While the asset owner is steering clear of cryptocurrencies, the CIO said it holds a small venture capital position that includes exposure to some technology companies that are related to the digital currency. 

Korea Investment Corporation (KIC) is also showing a nascent interest in digital currencies. A spokesperson told AsianInvestor the sovereign wealth fund is "closely monitoring" the current debate and development over the legislation of cryptocurrency and proposed regulatory frameworks globally.

"However, it is premature to estimate or comment on its potential impact on our investment strategy and portfolio," the spokesperson said, confirming that KIC has no direct exposure to digital assets, and declining to comment on whether it holds any indirect exposure to digital asset-related investments.



The only known investor affiliated to an Asian asset owner to have publicly invested in a cryptocurrency is Hanwha Investment and Securities, the brokerage arm of Hanwha Group, which also owns Hanwha Life Insurance.

In early February, the firm announced it had bought a 6.15% stake in Dunamu, an operator of cryptocurrency exchange Upbit, one of Korea’s largest, for about W58.3 billion ($52 million).

When announcing the purchase, a Hanwha Investment official said it was a mid-to long-term investment to help it cope with a fast-growing fintech industry. Hanwha did not respond to AsianInvestor's request for comments. 

Investment observers say the concerns about cryptocurrency investments extend among most asset owners, particularly in Korea.

“Currently, regardless of regulation, I don't think cryptocurrency is an asset that asset owners can invest in. In particular, public funds such as the National Pension Service are unlikely [to get any exposure to it],” said Andy Jung Seung-hye, director of manager research with Morningstar Korea.

Andy Jung Seung-hye,
Morningstar Korea


Asset owners will at the least need to see regulatory clarity around cryptocurrencies.
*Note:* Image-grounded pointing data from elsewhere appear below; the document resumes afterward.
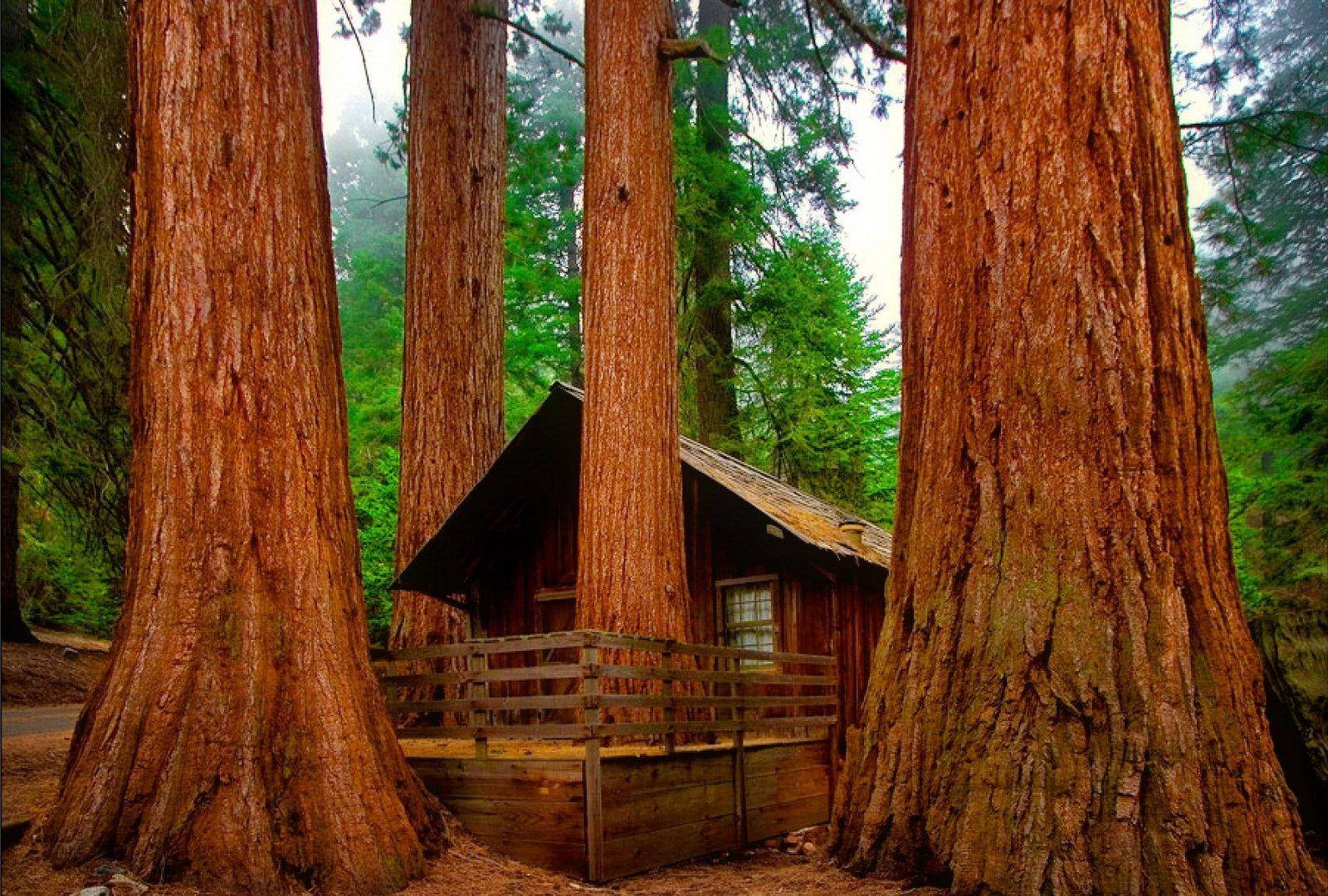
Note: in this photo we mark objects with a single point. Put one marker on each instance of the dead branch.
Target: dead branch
(486, 12)
(690, 48)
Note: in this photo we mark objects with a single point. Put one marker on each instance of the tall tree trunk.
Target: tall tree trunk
(571, 270)
(13, 26)
(1066, 697)
(716, 395)
(452, 396)
(630, 558)
(238, 737)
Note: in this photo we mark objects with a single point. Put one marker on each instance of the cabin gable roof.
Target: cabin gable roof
(447, 562)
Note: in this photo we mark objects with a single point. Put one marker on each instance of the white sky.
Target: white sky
(872, 231)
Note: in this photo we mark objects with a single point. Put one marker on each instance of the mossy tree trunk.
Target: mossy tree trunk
(1066, 697)
(13, 124)
(238, 738)
(452, 397)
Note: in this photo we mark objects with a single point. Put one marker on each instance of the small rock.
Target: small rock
(125, 886)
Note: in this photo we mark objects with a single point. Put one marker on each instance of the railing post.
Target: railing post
(591, 774)
(739, 714)
(478, 663)
(670, 709)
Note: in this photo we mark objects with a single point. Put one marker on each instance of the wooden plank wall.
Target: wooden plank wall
(788, 787)
(657, 809)
(661, 810)
(533, 810)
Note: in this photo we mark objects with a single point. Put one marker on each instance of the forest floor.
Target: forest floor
(61, 670)
(31, 772)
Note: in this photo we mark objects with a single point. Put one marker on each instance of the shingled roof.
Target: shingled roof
(438, 566)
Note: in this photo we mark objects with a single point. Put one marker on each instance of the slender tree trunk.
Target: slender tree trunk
(12, 626)
(13, 124)
(1066, 697)
(630, 566)
(452, 396)
(238, 737)
(716, 395)
(571, 267)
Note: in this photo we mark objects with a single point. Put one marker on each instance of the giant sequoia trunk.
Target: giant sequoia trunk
(13, 125)
(716, 395)
(630, 550)
(1066, 697)
(452, 411)
(238, 737)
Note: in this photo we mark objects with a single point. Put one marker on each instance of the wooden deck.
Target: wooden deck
(692, 750)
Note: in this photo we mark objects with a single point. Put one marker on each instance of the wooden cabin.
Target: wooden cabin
(769, 567)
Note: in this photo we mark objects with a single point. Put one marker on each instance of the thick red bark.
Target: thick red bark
(452, 397)
(630, 544)
(238, 737)
(1066, 697)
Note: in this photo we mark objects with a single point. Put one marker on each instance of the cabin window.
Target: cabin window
(749, 614)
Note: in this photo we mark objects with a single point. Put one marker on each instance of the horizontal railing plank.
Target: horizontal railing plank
(485, 647)
(489, 704)
(469, 732)
(659, 645)
(515, 674)
(704, 674)
(756, 701)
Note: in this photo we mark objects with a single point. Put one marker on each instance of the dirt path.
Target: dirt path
(19, 721)
(32, 762)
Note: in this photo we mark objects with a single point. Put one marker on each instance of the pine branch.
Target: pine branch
(865, 32)
(355, 32)
(486, 12)
(1250, 119)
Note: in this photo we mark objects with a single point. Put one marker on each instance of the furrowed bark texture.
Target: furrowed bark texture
(716, 395)
(630, 548)
(238, 738)
(452, 396)
(1066, 697)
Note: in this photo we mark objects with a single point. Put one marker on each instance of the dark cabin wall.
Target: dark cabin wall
(823, 606)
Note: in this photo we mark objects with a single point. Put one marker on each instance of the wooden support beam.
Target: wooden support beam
(593, 774)
(478, 689)
(670, 707)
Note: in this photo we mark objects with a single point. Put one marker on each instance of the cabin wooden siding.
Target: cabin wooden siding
(823, 604)
(657, 809)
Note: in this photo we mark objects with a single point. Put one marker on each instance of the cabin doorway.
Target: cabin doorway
(555, 611)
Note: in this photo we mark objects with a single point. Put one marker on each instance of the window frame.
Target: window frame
(727, 628)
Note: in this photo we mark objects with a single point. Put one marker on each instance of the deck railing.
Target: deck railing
(647, 689)
(558, 687)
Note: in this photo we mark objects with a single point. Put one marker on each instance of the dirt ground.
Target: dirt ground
(31, 772)
(476, 871)
(43, 674)
(31, 767)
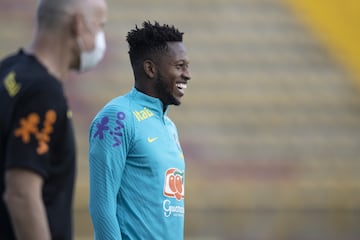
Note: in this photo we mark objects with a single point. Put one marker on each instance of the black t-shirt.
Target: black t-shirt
(36, 134)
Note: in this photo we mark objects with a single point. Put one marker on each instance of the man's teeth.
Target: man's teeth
(181, 85)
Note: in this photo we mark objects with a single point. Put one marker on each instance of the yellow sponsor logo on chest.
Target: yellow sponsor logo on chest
(143, 114)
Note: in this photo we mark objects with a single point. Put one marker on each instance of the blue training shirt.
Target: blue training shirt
(136, 171)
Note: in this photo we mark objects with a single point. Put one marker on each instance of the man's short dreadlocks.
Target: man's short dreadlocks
(150, 39)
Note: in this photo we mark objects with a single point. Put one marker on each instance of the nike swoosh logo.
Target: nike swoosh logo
(150, 140)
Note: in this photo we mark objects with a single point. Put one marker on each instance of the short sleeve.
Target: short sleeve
(109, 143)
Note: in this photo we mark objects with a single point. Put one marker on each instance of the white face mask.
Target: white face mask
(89, 59)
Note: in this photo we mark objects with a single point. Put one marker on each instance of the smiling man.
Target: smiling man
(136, 163)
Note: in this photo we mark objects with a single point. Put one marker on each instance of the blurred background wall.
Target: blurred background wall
(270, 124)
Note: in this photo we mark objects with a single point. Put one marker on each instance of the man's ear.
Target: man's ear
(149, 68)
(77, 24)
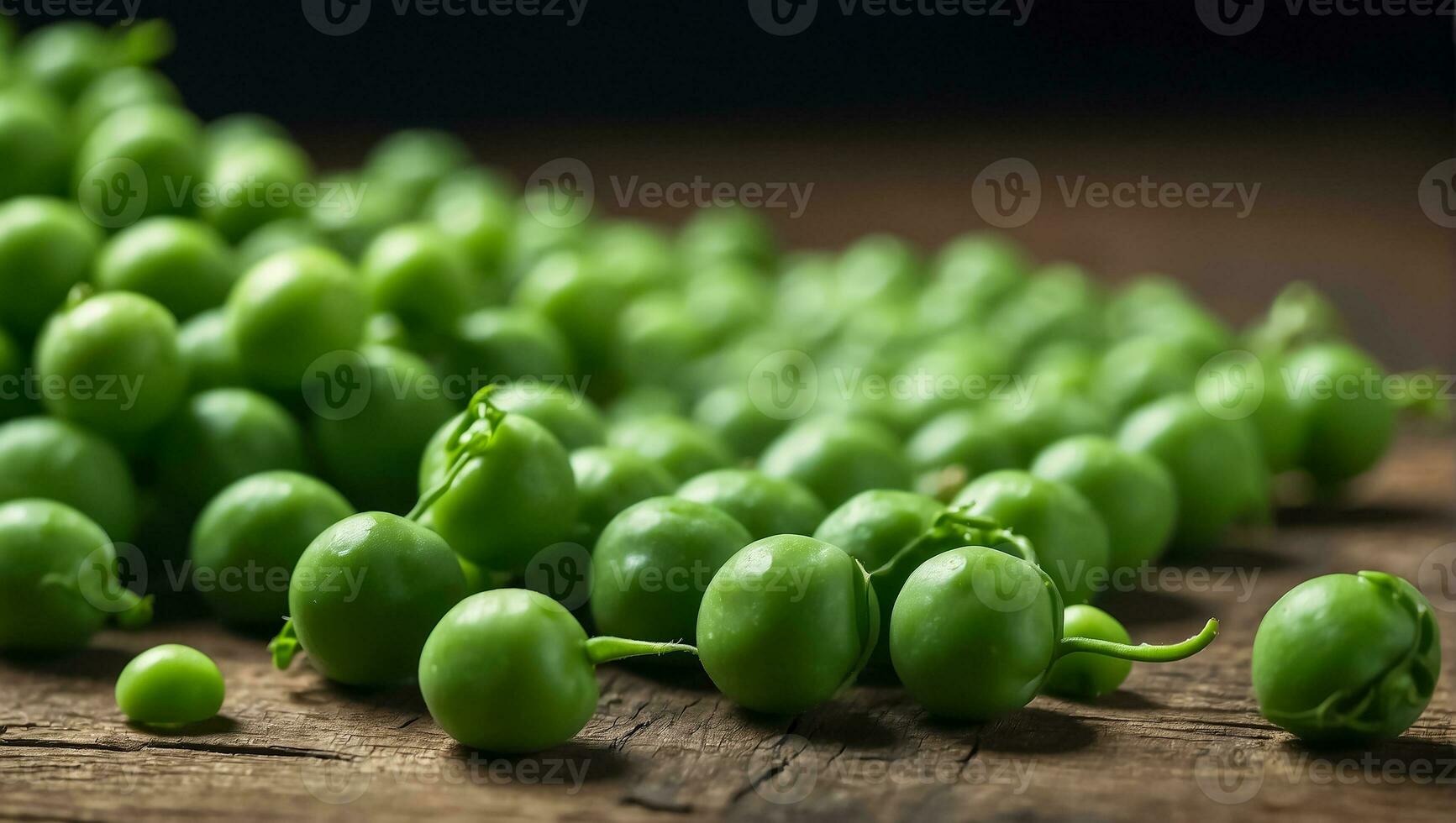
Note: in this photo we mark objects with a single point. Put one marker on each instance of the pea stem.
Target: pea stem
(607, 648)
(1143, 653)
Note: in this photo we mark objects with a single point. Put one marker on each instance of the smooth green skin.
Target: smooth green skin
(1348, 428)
(45, 248)
(365, 595)
(574, 420)
(681, 446)
(415, 273)
(1280, 427)
(610, 480)
(252, 533)
(373, 455)
(653, 564)
(507, 670)
(507, 505)
(838, 458)
(180, 263)
(581, 303)
(292, 309)
(41, 537)
(508, 344)
(731, 414)
(765, 506)
(1139, 370)
(162, 140)
(117, 89)
(60, 460)
(1066, 531)
(169, 685)
(35, 146)
(1347, 658)
(959, 446)
(218, 438)
(781, 626)
(965, 653)
(1082, 674)
(1132, 493)
(261, 180)
(208, 353)
(117, 354)
(1216, 465)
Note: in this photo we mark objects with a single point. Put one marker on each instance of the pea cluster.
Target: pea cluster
(379, 414)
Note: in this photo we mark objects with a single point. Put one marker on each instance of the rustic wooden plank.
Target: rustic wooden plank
(1180, 742)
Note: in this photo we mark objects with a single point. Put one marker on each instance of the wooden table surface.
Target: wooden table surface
(1178, 742)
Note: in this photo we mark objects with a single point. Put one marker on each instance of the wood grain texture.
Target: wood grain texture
(1178, 742)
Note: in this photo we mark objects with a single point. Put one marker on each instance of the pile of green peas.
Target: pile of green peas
(387, 418)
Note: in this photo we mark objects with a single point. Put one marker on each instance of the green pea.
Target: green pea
(512, 670)
(35, 146)
(365, 598)
(180, 263)
(117, 354)
(1216, 465)
(292, 309)
(208, 353)
(45, 248)
(975, 632)
(57, 579)
(260, 182)
(508, 344)
(1132, 493)
(1082, 674)
(838, 458)
(785, 624)
(250, 537)
(371, 453)
(572, 418)
(512, 491)
(730, 412)
(149, 149)
(765, 506)
(653, 563)
(1337, 392)
(60, 460)
(169, 685)
(681, 446)
(610, 480)
(222, 436)
(1068, 533)
(415, 273)
(1347, 658)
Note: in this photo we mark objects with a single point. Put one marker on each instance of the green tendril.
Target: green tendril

This is a moving target. 

On March 16, the Financial Services Commission, announced that cryptocurrency exchange operators must apply for a Virtual Asset Service Provider licence by September 24. To do so, they must partner with banks to open real-name accounts for traders, or face closure. 

This followed the government proposing a Virtual Assets Act earlier in May to limit crypto-related companies’ ability to trade digital assets or increase their liability, to curb risks of price manipulation. Any violation could lead to over a year in jail.

Tax is another uncertainty that surrounds cryptos in Korea. Morningstar’s Jung notes that the Korean government is looking to introduce a 20% capital gains tax on any trading profits of over W2.5 million ($2,242) made from cryptocurrencies next year. 

Andrew Shin, 
Willis Towers Watson

Andrew Shin, head of investments Korea with Willis Towers Watson, is also sceptical that asset owners will look to invest or trade in cryptocurrency itself anytime soon.  

“It doesn't really satisfy as a legitimate asset class. If it's equity, you can apply the discounted cash flow (DCF) model to some evaluator to estimate the present value of the asset based on the future cash flows. But cryptocurrency is very different and very controversial. Can you make an investment in anything just because you think people will buy more and more in the future?” he told AsianInvestor.

He said asset owners he has talked to have shown interest in the asset class, but stress that it fails to meet their needs on several fronts, most particularly the fact that it does not generate predictable income or dividend of cashflows.

Shin said it is possible Korean asset owners will pay greater attention to the possibilities of blockchain technology, especially if a company adopts the technology to further enhance its efficiency and market share. It is also possible that the investors could consider gaining cryptocurrency exposure via derivatives, he added.